Ménétrey-Savary Anne-Catherine · Nationalrat · 2001-06-06
Ménétrey-Savary Anne-Catherine · Nationalrat · Waadt · Grüne Fraktion · 2001-06-06
Wortprotokoll
Je ne pensais pas intervenir, parce que le groupe écologiste soutiendra aussi la proposition de la majorité, mais M. Stamm met une telle insistance que ça m'impressionne et que je trouve, finalement, que son acharnement mérite au moins une réponse! Il s'est beaucoup engagé sur un sujet, celui de la circulation routière, avec raison, d'une certaine manière. Il était choqué - et on peut l'être - qu'avec le système des jours-amende, on puisse payer moins cher pour une faute de circulation grave que pour une contravention. Par exemple, pour un excès de vitesse: quand il n'est pas trop grave, on payerait une contravention relativement importante, et quand il dépasse une certaine gravité, alors on commet un délit puni par des jours-amende, ce qui, selon l'appréciation du juge, pourrait coûter moins cher qu'une contravention. C'est vrai que c'est une aberration. Mais, à partir de cette constatation juste, les propositions que nous fait M. Stamm procèdent de conclusions fausses et regrettables.
La proposition qu'il fait ici, à l'article 33bis, est nouvelle, elle n'a pas été discutée en commission, mais elle va de pair avec l'ensemble des propositions qu'il a faites, consistant à biffer purement et simplement la notion de jour-amende. C'est une attaque frontale, à mon avis, qui modifie complètement le concept de base du nouveau Code pénal, pour plusieurs raisons.
On l'a dit déjà abondamment, je ne m'y arrête pas, on mélange d'abord l'amende et la peine pécuniaire, ou le jour-amende, alors que ce sont deux notions complètement différentes: l'amende est un montant fixe rétribuant, si je peux dire, un acte bien précis, alors que le jour-amende, ou la peine pécuniaire, est une appréciation donnée en fonction de la gravité de l'infraction.

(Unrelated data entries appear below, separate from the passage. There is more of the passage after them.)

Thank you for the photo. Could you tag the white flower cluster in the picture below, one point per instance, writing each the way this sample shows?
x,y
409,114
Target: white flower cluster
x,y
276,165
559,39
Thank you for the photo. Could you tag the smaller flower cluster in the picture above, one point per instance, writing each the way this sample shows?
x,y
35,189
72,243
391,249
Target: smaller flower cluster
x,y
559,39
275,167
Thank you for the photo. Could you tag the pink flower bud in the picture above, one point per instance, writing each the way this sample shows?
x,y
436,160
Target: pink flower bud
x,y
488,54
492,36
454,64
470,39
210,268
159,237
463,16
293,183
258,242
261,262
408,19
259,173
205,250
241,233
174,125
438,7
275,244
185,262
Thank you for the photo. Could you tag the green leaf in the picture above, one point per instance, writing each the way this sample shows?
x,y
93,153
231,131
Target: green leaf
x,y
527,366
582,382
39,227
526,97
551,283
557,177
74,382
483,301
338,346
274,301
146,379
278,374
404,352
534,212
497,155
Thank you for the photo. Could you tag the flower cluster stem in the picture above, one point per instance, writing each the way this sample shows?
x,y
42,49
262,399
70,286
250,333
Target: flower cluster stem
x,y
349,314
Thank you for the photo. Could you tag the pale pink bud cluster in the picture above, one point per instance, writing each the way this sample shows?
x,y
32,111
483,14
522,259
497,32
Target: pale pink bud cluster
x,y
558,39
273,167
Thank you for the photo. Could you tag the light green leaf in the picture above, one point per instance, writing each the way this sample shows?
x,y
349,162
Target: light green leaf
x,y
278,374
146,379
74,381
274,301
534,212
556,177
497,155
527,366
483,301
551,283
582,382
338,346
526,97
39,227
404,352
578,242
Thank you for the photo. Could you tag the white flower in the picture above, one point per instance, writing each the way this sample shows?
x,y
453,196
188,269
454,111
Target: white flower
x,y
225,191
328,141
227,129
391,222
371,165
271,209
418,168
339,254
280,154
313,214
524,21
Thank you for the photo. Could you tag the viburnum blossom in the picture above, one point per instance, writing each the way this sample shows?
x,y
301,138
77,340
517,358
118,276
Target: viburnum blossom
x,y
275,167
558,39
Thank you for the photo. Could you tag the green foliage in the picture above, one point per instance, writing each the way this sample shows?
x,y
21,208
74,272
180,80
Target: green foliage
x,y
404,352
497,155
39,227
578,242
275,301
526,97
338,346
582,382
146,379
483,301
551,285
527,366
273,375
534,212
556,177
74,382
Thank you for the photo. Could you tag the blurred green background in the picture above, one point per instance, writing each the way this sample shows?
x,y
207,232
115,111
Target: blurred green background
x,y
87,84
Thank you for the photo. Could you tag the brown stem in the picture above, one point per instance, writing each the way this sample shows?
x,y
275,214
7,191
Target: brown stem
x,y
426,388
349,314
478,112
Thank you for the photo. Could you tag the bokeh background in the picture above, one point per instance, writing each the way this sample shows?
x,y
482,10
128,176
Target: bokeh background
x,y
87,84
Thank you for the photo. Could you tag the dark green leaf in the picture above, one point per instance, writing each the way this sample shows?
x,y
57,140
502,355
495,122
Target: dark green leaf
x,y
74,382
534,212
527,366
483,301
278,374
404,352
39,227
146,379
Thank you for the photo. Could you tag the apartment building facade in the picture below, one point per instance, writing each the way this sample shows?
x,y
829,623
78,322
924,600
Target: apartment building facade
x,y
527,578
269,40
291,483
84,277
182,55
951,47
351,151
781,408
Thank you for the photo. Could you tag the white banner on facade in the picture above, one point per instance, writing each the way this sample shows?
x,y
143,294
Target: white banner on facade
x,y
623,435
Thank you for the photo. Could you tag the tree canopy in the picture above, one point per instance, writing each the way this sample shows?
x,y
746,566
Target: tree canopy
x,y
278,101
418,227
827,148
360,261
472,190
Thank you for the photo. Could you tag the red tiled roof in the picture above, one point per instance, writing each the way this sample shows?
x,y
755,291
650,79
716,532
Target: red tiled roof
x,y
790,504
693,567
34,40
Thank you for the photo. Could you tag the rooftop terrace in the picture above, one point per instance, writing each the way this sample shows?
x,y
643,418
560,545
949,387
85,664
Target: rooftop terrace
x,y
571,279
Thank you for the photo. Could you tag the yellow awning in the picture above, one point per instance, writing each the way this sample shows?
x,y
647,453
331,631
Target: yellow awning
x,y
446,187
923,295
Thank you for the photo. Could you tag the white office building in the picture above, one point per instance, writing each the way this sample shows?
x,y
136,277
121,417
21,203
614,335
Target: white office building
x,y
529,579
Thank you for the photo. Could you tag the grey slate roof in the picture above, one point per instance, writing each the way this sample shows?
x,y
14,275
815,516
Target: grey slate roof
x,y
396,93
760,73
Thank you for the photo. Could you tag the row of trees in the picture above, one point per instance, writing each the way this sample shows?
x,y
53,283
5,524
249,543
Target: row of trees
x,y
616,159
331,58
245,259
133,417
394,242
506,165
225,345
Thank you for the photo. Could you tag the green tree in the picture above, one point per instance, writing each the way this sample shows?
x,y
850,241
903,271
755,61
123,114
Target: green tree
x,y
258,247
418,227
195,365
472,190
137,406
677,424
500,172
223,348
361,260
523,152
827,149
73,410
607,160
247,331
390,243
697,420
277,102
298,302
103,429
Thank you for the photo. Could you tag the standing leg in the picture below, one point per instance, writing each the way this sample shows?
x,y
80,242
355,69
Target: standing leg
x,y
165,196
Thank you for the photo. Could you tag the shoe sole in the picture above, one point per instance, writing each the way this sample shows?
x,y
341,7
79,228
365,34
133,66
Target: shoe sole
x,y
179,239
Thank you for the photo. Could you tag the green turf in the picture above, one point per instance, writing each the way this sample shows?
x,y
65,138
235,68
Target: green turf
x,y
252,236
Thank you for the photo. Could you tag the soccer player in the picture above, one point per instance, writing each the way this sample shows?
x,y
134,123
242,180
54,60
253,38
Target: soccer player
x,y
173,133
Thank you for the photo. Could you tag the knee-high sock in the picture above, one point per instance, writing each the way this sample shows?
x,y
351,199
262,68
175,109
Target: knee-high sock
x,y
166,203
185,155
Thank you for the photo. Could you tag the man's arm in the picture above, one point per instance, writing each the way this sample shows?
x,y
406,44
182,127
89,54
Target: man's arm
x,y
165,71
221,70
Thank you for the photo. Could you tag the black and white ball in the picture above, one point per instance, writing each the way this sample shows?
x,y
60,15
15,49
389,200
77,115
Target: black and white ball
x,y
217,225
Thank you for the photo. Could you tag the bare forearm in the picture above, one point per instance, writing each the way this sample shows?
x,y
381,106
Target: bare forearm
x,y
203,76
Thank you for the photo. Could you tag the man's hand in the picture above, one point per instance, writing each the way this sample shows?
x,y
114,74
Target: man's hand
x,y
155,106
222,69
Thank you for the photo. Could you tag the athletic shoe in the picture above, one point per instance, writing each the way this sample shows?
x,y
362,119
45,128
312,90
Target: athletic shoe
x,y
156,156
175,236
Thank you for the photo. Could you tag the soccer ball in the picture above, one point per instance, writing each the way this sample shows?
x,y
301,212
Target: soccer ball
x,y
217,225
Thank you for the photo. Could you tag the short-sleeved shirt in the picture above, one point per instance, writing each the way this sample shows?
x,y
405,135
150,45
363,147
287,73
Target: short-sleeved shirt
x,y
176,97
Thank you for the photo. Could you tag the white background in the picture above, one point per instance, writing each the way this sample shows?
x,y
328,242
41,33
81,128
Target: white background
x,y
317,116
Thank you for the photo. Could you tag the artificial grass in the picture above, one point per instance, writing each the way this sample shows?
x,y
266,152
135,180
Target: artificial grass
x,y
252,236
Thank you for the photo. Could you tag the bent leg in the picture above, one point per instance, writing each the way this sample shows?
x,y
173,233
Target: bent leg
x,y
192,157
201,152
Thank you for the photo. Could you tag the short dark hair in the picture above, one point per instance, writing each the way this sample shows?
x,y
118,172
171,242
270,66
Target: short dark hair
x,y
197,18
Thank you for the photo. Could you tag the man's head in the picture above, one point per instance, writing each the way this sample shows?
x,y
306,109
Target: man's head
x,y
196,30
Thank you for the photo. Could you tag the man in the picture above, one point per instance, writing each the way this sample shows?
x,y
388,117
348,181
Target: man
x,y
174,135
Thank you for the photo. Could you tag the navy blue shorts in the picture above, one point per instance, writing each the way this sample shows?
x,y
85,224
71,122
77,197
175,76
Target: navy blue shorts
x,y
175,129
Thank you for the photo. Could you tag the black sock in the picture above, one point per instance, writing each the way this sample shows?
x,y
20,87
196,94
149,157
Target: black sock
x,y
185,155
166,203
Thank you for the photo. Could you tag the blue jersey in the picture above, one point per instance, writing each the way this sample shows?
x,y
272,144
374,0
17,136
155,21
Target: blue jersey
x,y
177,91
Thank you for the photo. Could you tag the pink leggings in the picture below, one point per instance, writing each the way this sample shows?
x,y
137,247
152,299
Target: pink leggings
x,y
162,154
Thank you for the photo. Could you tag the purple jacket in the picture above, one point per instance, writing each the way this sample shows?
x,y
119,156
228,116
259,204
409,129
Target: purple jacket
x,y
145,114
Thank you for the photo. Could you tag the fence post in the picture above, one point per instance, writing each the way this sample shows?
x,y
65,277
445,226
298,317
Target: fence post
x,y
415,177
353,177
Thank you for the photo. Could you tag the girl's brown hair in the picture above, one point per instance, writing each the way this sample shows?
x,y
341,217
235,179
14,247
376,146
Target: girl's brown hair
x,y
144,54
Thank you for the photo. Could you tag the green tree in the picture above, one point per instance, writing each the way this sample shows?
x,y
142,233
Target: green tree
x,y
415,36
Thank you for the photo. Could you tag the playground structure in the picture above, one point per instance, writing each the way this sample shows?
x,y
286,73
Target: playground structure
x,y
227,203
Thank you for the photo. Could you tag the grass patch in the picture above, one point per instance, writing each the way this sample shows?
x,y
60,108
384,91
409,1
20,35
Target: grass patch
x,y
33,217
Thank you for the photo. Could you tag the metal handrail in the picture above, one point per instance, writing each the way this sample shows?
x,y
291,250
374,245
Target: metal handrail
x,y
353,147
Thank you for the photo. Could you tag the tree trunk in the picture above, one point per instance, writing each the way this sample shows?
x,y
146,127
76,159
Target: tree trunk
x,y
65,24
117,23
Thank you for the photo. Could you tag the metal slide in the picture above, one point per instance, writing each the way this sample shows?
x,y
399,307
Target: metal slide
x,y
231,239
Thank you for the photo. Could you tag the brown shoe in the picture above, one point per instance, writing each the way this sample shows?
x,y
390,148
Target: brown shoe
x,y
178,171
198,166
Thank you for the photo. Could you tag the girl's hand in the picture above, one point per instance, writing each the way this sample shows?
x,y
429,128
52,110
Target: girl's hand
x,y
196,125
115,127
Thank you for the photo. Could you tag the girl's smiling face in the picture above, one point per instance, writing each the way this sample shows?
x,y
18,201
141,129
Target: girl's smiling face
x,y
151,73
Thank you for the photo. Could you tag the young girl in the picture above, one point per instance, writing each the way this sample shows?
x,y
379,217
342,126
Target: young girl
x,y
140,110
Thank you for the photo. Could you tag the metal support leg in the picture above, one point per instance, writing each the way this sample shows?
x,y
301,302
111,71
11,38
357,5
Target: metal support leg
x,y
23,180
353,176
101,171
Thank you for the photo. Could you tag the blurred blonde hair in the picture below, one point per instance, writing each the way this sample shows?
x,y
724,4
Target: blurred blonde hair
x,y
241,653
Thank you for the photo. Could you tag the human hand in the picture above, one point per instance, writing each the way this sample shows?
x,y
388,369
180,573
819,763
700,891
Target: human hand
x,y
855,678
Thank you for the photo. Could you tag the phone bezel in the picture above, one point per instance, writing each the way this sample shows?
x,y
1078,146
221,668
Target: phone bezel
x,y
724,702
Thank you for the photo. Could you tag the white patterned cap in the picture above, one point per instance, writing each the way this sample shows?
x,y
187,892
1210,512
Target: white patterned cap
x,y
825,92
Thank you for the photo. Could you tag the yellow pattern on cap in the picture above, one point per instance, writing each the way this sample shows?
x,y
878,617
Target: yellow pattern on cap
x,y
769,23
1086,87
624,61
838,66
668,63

Ensuite, cette proposition, au fond, compromet la progressivité des peines en relation avec la gravité des infractions. En voulant extraire les fautes de circulation routière du système général, en quelque sorte, on revient à dire qu'il n'y a pratiquement que des contraventions et pas de délits. Cela, je trouve que c'est assez grave.
En plus, spécialement avec l'article 33bis, on introduit une exception dans un seul domaine, celui de la circulation routière. Je trouve extrêmement regrettable qu'avant même d'avoir voté la loi, on commence à détruire, pierre par pierre, l'édifice qu'on est en train d'élaborer.
Enfin, nous pouvons considérer que la commission a tenu compte des constatations et des souhaits exprimés par M. Stamm en supprimant à l'article 34 le minimum du jour-amende de 10 francs. Cela devrait permettre de supprimer les anomalies constatées. Un des buts de la révision - là, j'en viens à la proposition de la minorité II sur le plafond du montant des jours-amende -, c'est aussi de tenir compte du large éventail des situations qui constituent des infractions à la loi. On a trop longtemps voulu ne voir que les voleurs de pommes, et il est temps que nous puissions nous montrer [PAGE 552] aussi plus sévères à l'égard de la criminalité économique. Et beaucoup de ces gens-là peuvent payer. Il n'y a aucune raison de leur faire des rabais.
C'est pourquoi le groupe écologiste soutiendra les propositions de la majorité et refusera celles des minorités I et II, ainsi que la proposition Stamm d'un article 33bis.